You are viewing a plain text version of this content. The canonical link for it is here.
Posted to solr-user@lucene.apache.org by denl0 <da...@gmail.com> on 2012/11/14 17:26:26 UTC

Solr defining Schema structure trouble.

I'm having trouble putting somewhat related data in my solr schema.
I know solr isn't a database but I need some data to be put in solr.

Problem. 
I have plenty of books to index.
The user want's page hit results. The terms you where looking for are found
on page X.
To do this I was told to make a solrDocument of each seperate pageContent
and pass that to solr.

The problems I have in my structure are.

-*Data stored related to the document is stored x pages times. While it
should only be stored once*? (In this case only the name but I have alot
more fields)

<solrDoc>
<id>1</id>
<docname>test.pdf</docmname>
<pagenumber>1</pagenumber>
<pagecontent>blablabla</pagecontent>
</solrDoc>

<solrDoc>
<id>2</id>
<docname>test.pdf</docmname>
<pagenumber>2</pagenumber>
<pagecontent>blablabla</pagecontent>
</solrDoc>

-*Some data related to a document is related to each othe*r.
Let's say these combinations are possible

-ac
-ad
-be

<solrDoc>
<id>2</id>
<docname>test.pdf</docmname>
<pagenumber>2</pagenumber>
<pagecontent>blablabla</pagecontent>

<model>a</model> //multivalue field model
<model>b</model>
<extra>c</extra>  //multivaluefield extra
<extra>d</extra>
<extra>e</extra>
</solrDoc>

I was wondering how I could solve these problems with the creation of my
schema. And how to query it!

An option would be to create a document with each possible combination of
the model and extra fields. But I don't know how this would be possible to
query



--
View this message in context: http://lucene.472066.n3.nabble.com/Solr-defining-Schema-structure-trouble-tp4020305.html
Sent from the Solr - User mailing list archive at Nabble.com.

Re: Solr defining Schema structure trouble.

Posted by Jack Krupansky <ja...@basetechnology.com>.
You could implement a custom search component that takes the pages found by 
the query and then re-queries to find the book-level documents and adds them 
to the search results. Or, you could even have a query/parameter that found 
the pages but then discarded them and only kept the book metadata.

-- Jack Krupansky

-----Original Message----- 
From: denl0
Sent: Wednesday, November 21, 2012 4:01 AM
To: solr-user@lucene.apache.org
Subject: Re: Solr defining Schema structure trouble.

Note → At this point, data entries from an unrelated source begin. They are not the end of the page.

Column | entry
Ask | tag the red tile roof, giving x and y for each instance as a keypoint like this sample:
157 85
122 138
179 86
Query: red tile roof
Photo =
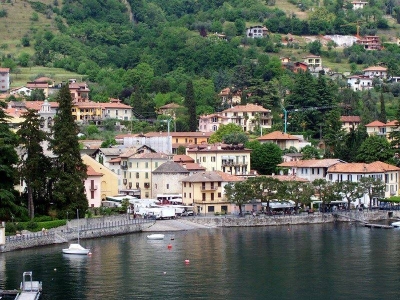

isn't it possible to combine the document related values and page related
values at query time?

Book1
Page1 with ref to book1
Page2 with ref to book2

When querying making all pages (page1+book1) and (page2+book1) Or would this
be hard to achieve.

I'm pretty sure they wan't to search on book related metadata too.



--
View this message in context: 
http://lucene.472066.n3.nabble.com/Solr-defining-Schema-structure-trouble-tp4020305p4021531.html
Sent from the Solr - User mailing list archive at Nabble.com. 


Re: Solr defining Schema structure trouble.

Posted by denl0 <da...@gmail.com>.
isn't it possible to combine the document related values and page related
values at query time?

Book1
Page1 with ref to book1
Page2 with ref to book2

When querying making all pages (page1+book1) and (page2+book1) Or would this
be hard to achieve. 

I'm pretty sure they wan't to search on book related metadata too.



--
View this message in context: http://lucene.472066.n3.nabble.com/Solr-defining-Schema-structure-trouble-tp4020305p4021531.html
Sent from the Solr - User mailing list archive at Nabble.com.

Re: Solr defining Schema structure trouble.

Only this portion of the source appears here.